As we examined yesterday, K-State used a punishing running game to beat Miami on Saturday. After his spot appearances last year, particularly the Texas game, nobody was questioning Collin Klein's running ability. But given his dearth of passing attempts, much less successful passes, there were plenty of questions about his passing ability.
Those questions were in particular focus going into last Saturday's game against the vaunted Miami pass defense. As has been well documented, the Hurricanes allowed only four completions to Ohio State the previous week, and I joked that Klein may not attempt four passes. Boy, was that wrong. Klein completed four passes on the first drive alone, and on K-State's second scoring drive of the day, Klein threw a 20-yard strike to Tyler Lockett for the true freshman's first career touchdown catch.
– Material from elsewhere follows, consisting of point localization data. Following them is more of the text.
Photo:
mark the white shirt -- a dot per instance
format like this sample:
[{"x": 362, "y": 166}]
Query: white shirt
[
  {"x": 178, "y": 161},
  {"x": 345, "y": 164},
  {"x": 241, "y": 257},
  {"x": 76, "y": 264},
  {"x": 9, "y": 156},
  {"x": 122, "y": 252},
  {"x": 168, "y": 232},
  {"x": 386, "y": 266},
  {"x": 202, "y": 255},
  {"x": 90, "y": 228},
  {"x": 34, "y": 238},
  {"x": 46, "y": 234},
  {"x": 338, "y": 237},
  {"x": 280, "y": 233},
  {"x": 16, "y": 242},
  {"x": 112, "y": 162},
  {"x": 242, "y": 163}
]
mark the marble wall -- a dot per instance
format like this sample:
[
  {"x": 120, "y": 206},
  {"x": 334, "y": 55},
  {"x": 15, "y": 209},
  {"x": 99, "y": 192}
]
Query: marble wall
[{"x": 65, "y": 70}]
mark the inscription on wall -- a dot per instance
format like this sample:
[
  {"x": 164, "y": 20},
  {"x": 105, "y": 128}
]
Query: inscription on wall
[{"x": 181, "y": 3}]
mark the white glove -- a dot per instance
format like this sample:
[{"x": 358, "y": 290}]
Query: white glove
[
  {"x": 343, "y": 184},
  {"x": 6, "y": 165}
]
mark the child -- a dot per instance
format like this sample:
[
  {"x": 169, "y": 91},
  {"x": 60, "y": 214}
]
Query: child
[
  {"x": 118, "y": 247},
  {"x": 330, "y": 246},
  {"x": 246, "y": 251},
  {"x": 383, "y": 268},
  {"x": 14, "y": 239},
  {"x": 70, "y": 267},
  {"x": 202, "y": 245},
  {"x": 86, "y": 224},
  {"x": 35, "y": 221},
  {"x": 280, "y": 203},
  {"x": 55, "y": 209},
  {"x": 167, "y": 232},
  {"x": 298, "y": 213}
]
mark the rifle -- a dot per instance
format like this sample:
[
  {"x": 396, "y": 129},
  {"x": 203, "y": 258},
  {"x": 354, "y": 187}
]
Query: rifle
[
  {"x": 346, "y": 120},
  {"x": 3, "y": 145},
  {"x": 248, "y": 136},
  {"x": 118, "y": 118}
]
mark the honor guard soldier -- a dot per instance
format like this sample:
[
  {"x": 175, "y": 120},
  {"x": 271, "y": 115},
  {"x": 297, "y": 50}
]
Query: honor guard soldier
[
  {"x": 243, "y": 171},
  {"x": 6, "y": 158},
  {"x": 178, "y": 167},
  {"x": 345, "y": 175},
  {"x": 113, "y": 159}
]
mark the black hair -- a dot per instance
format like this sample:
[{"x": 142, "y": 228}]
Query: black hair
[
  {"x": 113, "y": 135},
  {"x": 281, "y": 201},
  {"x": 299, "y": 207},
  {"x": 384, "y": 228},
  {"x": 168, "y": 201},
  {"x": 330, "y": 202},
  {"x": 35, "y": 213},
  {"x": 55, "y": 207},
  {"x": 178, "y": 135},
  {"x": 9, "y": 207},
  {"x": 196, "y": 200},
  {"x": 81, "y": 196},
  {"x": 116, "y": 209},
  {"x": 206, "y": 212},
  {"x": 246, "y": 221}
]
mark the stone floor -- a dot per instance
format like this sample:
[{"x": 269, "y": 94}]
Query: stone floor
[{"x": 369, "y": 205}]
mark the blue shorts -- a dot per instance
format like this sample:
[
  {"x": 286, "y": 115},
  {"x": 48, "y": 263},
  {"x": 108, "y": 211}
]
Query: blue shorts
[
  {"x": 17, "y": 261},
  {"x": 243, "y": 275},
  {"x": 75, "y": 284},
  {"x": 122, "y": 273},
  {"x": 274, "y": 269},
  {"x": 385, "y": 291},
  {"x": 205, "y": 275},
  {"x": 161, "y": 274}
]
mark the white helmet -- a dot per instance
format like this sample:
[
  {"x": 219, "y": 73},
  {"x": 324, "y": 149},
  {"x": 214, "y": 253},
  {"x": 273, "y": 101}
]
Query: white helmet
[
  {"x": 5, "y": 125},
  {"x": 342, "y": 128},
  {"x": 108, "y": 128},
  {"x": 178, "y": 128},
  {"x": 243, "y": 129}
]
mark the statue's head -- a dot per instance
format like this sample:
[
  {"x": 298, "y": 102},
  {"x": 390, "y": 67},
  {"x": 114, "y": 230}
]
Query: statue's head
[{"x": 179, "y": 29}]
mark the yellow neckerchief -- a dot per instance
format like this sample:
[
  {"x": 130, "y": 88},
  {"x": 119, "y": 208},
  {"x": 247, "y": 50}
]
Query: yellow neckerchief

The play came on a third down and 10 yards to go from the Miami 20 yard line. K-State lines up in 00 personnel, with five wide receivers. Miami is in nickel personnel, with only three down linemen (they'll drop eight players into coverage) and its near-side linebacker lined up on Lockett and safety help over the top.
Miami's middle linebacker is dropping to cover the middle of the field, but is at about the same depth as Lockett and running backward. Lockett will run a post pattern, so Klein reads that the middle linebacker is not deep enough to get to him. He also reads that the near-side linebacker will release Lockett to the middle, assuming safety help over the top. Which he has...
...but it's not close enough to make the play. In fact, the middle linebacker is the closest to breaking up the pass, but Klein floats it over his outstretched fingertips to Lockett's waiting arms, in between the two Miami safeties.
Is Collin Klein a future NFL quarterback, No, a thousand times, no. But that's not the point in K-State's offense. The Wildcats run the ball to set up play-action passing and look for soft spots to exploit in zone defenses, such as on this play. If Klein can make the correct reads 15-20 times per game, like he did on this play, K-State will be just fine on offense.